Les origines des sinistres qu’il identifie sont préoccupantes : des accumulateurs et des batteries non conformes aux normes, dégradés du fait d’un emballage inadapté (à l’intérieur des conteneurs), pas répertoriées comme telles dans le document de déclaration et donc pas placées à bord selon des règles spécifiques de manutention, d’arrimage et de stockage.

« Pour faciliter le transport de voitures, les espaces alloués aux cargaisons ne sont pas divisés en parties indépendantes, comme sur les autres navires. Cette absence de cloisons internes peut avoir un impact négatif sur la sécurité incendie. Un incendie de petite taille sur un véhicule ou une batterie peut devenir très vite incontrôlable. D’une part, les véhicules sont difficilement accessibles, une fois le chargement effectué. D’autre part, le volume d’air important à l’intérieur des ponts de cargaison fournit un apport en oxygène vers le feu », indique l’assureur.

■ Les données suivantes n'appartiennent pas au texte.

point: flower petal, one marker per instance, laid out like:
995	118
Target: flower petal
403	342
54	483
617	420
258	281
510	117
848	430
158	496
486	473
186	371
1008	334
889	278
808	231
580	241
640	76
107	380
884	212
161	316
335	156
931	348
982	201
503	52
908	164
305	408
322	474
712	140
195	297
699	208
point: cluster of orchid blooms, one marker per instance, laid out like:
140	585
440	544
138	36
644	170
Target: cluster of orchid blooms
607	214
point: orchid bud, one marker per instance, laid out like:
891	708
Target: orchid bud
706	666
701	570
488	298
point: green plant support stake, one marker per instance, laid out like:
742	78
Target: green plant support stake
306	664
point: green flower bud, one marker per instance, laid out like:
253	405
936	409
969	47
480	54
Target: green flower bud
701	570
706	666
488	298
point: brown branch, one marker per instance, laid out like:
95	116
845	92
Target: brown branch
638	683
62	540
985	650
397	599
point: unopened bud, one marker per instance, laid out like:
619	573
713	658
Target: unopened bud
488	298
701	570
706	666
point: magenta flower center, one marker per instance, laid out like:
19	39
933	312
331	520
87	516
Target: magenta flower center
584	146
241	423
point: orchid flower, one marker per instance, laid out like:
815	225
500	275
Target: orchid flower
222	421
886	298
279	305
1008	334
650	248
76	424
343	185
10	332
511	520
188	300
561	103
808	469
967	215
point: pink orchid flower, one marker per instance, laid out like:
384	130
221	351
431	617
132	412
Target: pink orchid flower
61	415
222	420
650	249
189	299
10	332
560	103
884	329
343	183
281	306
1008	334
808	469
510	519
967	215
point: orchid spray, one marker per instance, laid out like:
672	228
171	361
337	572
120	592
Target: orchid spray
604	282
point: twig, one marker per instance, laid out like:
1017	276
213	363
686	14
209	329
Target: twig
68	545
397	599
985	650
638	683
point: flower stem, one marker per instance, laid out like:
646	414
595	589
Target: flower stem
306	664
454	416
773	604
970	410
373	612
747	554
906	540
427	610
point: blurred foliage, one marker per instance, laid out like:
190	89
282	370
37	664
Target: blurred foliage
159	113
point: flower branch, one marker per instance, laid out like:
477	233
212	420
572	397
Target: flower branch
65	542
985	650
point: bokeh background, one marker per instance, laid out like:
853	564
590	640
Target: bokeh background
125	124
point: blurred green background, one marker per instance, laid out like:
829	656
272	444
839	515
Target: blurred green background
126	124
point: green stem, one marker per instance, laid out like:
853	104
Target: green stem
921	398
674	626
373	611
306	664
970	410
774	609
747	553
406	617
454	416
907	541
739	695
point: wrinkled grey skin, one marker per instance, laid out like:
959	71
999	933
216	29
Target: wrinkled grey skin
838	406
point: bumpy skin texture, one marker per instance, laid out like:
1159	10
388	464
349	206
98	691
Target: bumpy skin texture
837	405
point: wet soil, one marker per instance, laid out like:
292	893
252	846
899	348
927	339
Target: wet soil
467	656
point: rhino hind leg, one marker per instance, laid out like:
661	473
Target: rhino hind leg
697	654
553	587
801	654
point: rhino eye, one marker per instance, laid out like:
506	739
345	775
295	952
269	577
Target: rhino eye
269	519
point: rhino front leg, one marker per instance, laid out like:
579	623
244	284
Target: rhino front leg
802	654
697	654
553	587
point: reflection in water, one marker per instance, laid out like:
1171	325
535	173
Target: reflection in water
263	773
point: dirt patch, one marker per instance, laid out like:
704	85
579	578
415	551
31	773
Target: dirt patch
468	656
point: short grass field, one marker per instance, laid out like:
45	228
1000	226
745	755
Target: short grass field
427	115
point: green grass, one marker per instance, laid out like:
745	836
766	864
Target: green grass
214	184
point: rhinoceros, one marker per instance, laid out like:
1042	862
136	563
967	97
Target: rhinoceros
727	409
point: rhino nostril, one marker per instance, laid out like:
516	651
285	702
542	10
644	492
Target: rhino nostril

La présence à bord de ces accumulateurs questionne aussi le dimensionnement des équipements (inadaptés) et des secours (équipage restreint). Le sous-comité des systèmes et équipements des navires (SSE) de l'OMI doit commencer à travailler sur ce point à partir de mars 2024.

Distinguer les rouliers des voituriers

L'IUMI publie à son tour un document intitulé Best practice & recommendations for the safe carriage of electric vehicles, dans lequel l'Union internationale de l'assurance maritime se concentre sur deux types de navires et les véhicules électriques, excluant les voitures hybrides et les propulsions alternatives.

« Car la plus grande partie des véhicules à énergie nouvelle sont électriques », fait valoir l'IUMI, qui représente 42 associations d'assurance et de réassurance du marché maritime.

L'IUMI fait le distinguo entre les rouliers et les PCTC (pure car and truck carrier, les transporteurs de voitures et de camions), estimant que leur conception spécifique nécessite des mesures de sécurité, de contrôle des risques et des réactions différentes.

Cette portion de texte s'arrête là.